Believing in God is hard. There are unanswered moral inconsistancies in my mind. I say in my mind, because there may not be actual ones in the Universe, but only in my perception and/or interpretation of the Universe. Believing there is no God is hard because if you take the viewpoint that you know God doesn't exist because you haven't found Him, have you checked every nook and cranny of the Universe? If you found the boundary of the Universe (like a wall), what's on the other side of that wall? You would have to know God wasn't there. If space goes on infinitely in an infinite number of directions, the only way you could know what's in every place of that infinite space would be if you had an infinite mind. Then you would be God. Or perhaps God is hiding inside a quark somewhere. And if God is outside the Universe or not physical, then what? So it would be impossible to, with any intellectual integrity, to say you know there is no God, on the basis of empirical observation.

Most people who believe there is no God, do so because of the moral inconsistancies they know of. William Evans in his book "Ethics" gives the argument for extreme or radical freedom as an answer to that (recheck title and author of this). The other argument is to say God causes everything to happen, even all human choices. This would make God directly responsible for all atrocities, sins, and evils in history. This has become increasingly difficult to believe, especially during this century, although other centuries have had horrible wars and tortures also.

Is it easy to believe nothing? No. There seems to be this Universe thing out there. Where did it come from? How did it get there? What will happen to it? Is it just a dream? Where did the dream come from? Why does it exist? Dreams don't have consistant cause and effect. It's no use not believing in cause and effect. You can say you don't believe it all you want as you pull the trigger on a gun to your head, your belief won't prevent the bullet from entering your brain with tragic consequences. The biggest obstacle I have found to believing in God is the seeming "infinite" responsibility we have in deciding our own eternal destiny, and being involved in the decisions of others, whether or not they hear the Gospel, and how clearly. If you could prove empirically that there is no God, you would prove that you are God, therefore you would not have proved there is no God. Only God could have the infinite mind to prove He doesn't exist. Francis Schaeffer and Oz Guiness have argued in their books concerning the inadequacies of all non-Christian religions. So it's not possible to prove empirically that God doesn't exist.

The Bible itself demands that we be rational, therefore there cannot be a Christianity where you say, "don't ask questions, just believe". That is not Christianity, because it contradicts the Bible, that which Christians believe is the Word of God. Since we as Christians must be rational, hell could not be a place of eternal torment, because if that was the case, and if God has any compassion at all, He would not have created a Universe, knowing that would be the consequence. Imagine pouring liquid sulphur all over yourself and lighting yourself on fire. Now imagine the burning and pain going on forever. Now imagine that being the fate of the vast majority of people forever. Knowing that, God would not have created Man, or even the Universe. How could we ever enjoy heaven forever, knowing that most people were suffering torments in hell forever, knowing that some of them, many of them, were there partly because we didn't give them the Gospel? At least the horrors ot the concentration camps ended. The burning and tortures didn't last forever. I'm not belittling the horrors, just saying that the traditional view of hell is infinitely more horrible than any conceivable horrors here on earth. And the horrors that have occurred and are still occuring on earth are very horrible indeed.
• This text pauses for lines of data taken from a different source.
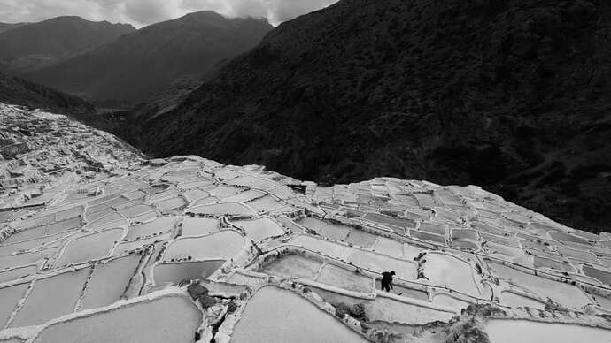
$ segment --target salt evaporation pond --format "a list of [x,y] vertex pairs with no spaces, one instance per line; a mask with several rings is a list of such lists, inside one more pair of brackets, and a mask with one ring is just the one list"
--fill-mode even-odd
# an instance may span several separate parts
[[228,260],[237,255],[244,239],[235,231],[222,231],[200,237],[185,237],[172,242],[166,250],[164,261],[179,261],[191,256],[196,261]]
[[499,264],[489,263],[491,269],[501,278],[526,288],[542,297],[574,308],[581,308],[590,303],[588,297],[575,286],[536,277],[518,270]]
[[219,231],[219,219],[216,218],[185,218],[182,222],[182,236],[202,236]]
[[202,314],[184,296],[143,301],[48,326],[35,342],[193,342]]
[[130,255],[97,264],[80,309],[110,305],[120,299],[139,263],[139,255]]
[[284,234],[284,230],[270,218],[241,220],[232,222],[231,224],[241,227],[246,232],[246,235],[254,240],[262,240],[268,237]]
[[189,211],[210,216],[256,216],[252,210],[239,202],[221,202],[196,206],[189,209]]
[[0,284],[6,281],[16,280],[36,272],[38,268],[35,265],[15,268],[5,271],[0,271]]
[[[609,343],[611,331],[573,324],[491,319],[486,324],[491,343]],[[516,335],[519,334],[519,338]]]
[[[261,314],[265,313],[265,316]],[[290,291],[267,286],[248,301],[235,343],[367,342],[362,336]]]
[[428,254],[424,263],[424,275],[436,285],[478,296],[471,266],[457,257],[445,254]]
[[0,328],[4,327],[17,303],[26,294],[29,284],[0,288]]
[[106,257],[123,237],[123,229],[106,230],[77,238],[67,243],[57,267]]
[[155,266],[155,284],[166,282],[178,284],[189,279],[205,279],[223,265],[225,260],[161,263]]
[[36,280],[11,326],[37,325],[73,312],[89,275],[84,268]]

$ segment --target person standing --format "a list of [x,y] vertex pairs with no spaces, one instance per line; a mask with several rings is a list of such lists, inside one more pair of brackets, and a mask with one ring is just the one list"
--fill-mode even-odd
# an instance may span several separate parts
[[382,273],[382,281],[380,282],[382,284],[382,289],[386,292],[391,292],[391,289],[394,290],[394,288],[392,288],[393,275],[395,275],[395,271],[384,271]]

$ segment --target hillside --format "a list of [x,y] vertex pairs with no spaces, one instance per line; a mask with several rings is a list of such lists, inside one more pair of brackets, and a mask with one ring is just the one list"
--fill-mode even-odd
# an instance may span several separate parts
[[197,156],[149,160],[1,103],[0,266],[11,343],[611,337],[609,233],[476,186],[324,187]]
[[135,103],[254,47],[271,28],[265,19],[196,12],[143,27],[27,77],[98,103]]
[[[280,25],[131,141],[294,177],[478,184],[611,220],[609,4],[343,0]],[[134,134],[134,130],[141,130]]]
[[92,105],[76,96],[2,73],[0,103],[77,115],[94,111]]
[[6,32],[8,30],[12,30],[13,28],[23,27],[28,23],[0,23],[0,34]]
[[58,17],[0,34],[0,65],[21,72],[55,63],[135,30],[128,24]]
But, I hear many people asking, doesn't the Bible teach that Hell is a place of eternal suffering? Yes, it does. And it also teaches it is the end, annihilation, destruction. It teaches both. For that not to be a contradiction, one must be literal and the other figurative language. Which seems most consistant with the teachings of the Bible taken as a whole? I leave that for you to study with a concordance.

A related question is: did God command genocide in the Old Testament? For an examination of this question, see: http://www.christian-thinktank.com/qamorite.html,

Nothing is easy to believe in, but believing in nothing isn't easy either.